Key Laboratory of Drug Targeting and Drug Delivery Systems, Ministry of Education, West China School of Pharmacy, Sichuan University, Sichuan, People's Republic of China.
J Drug Target. 2010 Aug;18(7):557-66. doi: 10.3109/10611861003599461.

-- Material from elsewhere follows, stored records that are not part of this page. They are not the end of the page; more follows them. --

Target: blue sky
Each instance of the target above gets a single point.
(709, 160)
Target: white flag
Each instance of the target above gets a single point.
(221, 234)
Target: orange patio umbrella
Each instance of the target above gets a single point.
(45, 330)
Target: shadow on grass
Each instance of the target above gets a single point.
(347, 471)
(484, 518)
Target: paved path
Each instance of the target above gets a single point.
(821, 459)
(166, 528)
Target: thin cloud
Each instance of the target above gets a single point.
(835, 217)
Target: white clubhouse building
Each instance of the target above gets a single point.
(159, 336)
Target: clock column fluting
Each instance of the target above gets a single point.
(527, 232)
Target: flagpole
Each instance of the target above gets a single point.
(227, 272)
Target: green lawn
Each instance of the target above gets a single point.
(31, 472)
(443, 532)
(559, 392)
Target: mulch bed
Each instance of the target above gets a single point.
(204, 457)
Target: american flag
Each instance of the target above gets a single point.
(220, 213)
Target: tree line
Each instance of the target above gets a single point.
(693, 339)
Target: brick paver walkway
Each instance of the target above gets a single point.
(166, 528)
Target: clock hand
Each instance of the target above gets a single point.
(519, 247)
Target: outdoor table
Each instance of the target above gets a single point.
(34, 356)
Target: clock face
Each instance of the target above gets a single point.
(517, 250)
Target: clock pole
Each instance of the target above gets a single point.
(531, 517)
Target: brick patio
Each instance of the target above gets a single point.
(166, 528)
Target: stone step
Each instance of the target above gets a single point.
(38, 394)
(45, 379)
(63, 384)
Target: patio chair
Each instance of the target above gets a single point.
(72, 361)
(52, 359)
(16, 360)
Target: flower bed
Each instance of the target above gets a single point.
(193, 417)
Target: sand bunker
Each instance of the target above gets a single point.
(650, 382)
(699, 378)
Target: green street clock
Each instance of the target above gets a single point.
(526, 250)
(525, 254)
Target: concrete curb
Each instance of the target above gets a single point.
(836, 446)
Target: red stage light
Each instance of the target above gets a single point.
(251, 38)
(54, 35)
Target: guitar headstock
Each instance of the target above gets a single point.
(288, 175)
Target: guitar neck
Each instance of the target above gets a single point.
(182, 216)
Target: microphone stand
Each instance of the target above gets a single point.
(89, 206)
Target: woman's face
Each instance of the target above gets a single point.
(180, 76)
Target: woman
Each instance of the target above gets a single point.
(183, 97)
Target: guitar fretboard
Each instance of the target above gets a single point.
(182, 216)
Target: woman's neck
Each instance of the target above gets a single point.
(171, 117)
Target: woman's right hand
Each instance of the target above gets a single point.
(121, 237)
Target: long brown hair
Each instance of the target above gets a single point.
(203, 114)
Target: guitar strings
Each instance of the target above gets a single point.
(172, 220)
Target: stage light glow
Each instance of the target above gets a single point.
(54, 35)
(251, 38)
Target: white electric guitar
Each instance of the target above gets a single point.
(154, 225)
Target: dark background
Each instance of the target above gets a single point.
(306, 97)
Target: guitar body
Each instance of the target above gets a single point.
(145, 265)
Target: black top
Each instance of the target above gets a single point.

For the purpose of clinical intravenous injection of 10-hydroxycamptothecin, a novel formulation of lipid nanoparticles loaded with 10-hydroxycamptothecin-phospholipid complex (HCPT-PC-LNs) was prepared by solvent evaporation and high-pressure homogenization methods. Spherical particles with a mean particle size of 200 nm and high encapsulation efficiency of 97.39 +/- 0.91% could be achieved under optimal conditions. In vitro release profile showed that the release pattern of HCPT from nanoparticles was retarded with neglectable initial burst release and well-fitted to Ritger-Peppas equation. In vivo distribution studies in mice showed that HCPT-PC-LNs were mainly localized in liver. Besides, in situ mouse hepatoma model was established and tumor uptake of HCPT-PC-LNs was much higher than that of free HCPT (more than 18-fold). It was found that HCPT-PC-LNs exhibited high growth inhibitory effect on human liver cancer cells by MTT assay. The cellular uptake of HCPT was 24.33 +/- 1.30 x 10(-7) microg/cell in HCPT-PC-LNs treated group at 12 h, which was almost 14-fold higher than that of free HCPT (1.72 +/- 0.57 x 10(-7) microg/cell). This study suggested that the HCPT-PC-LNs could be utilized as a novel formulation for liver tumors therapy, which might be applied in clinic in the near future.
为了实现 10-羟基喜树碱的临床静脉注射,采用溶剂蒸发和高压匀质法制备了载有 10-羟基喜树碱-磷脂复合物(HCPT-PC-LN)的脂质纳米粒的新型制剂。在最佳条件下,可以得到平均粒径为 200nm 的球形颗粒,且包封效率高达 97.39%±0.91%。体外释放结果表明,纳米粒中 HCPT 的释放模式具有明显的缓释效果,初始突释可以忽略不计,且符合 Ritger-Peppas 方程。在小鼠体内分布研究中,HCPT-PC-LN 主要定位于肝脏。此外,还建立了原位小鼠肝癌模型,结果表明 HCPT-PC-LN 的肿瘤摄取量明显高于游离 HCPT(超过 18 倍)。MTT 实验结果表明,HCPT-PC-LN 对人肝癌细胞具有较强的生长抑制作用。在 12 h 时,HCPT-PC-LN 处理组细胞摄取 HCPT 的量为 24.33±1.30×10(-7)μg/cell,几乎是游离 HCPT(1.72±0.57×10(-7)μg/cell)的 14 倍。本研究表明,HCPT-PC-LN 可作为一种新型肝肿瘤治疗制剂,有望在不久的将来应用于临床。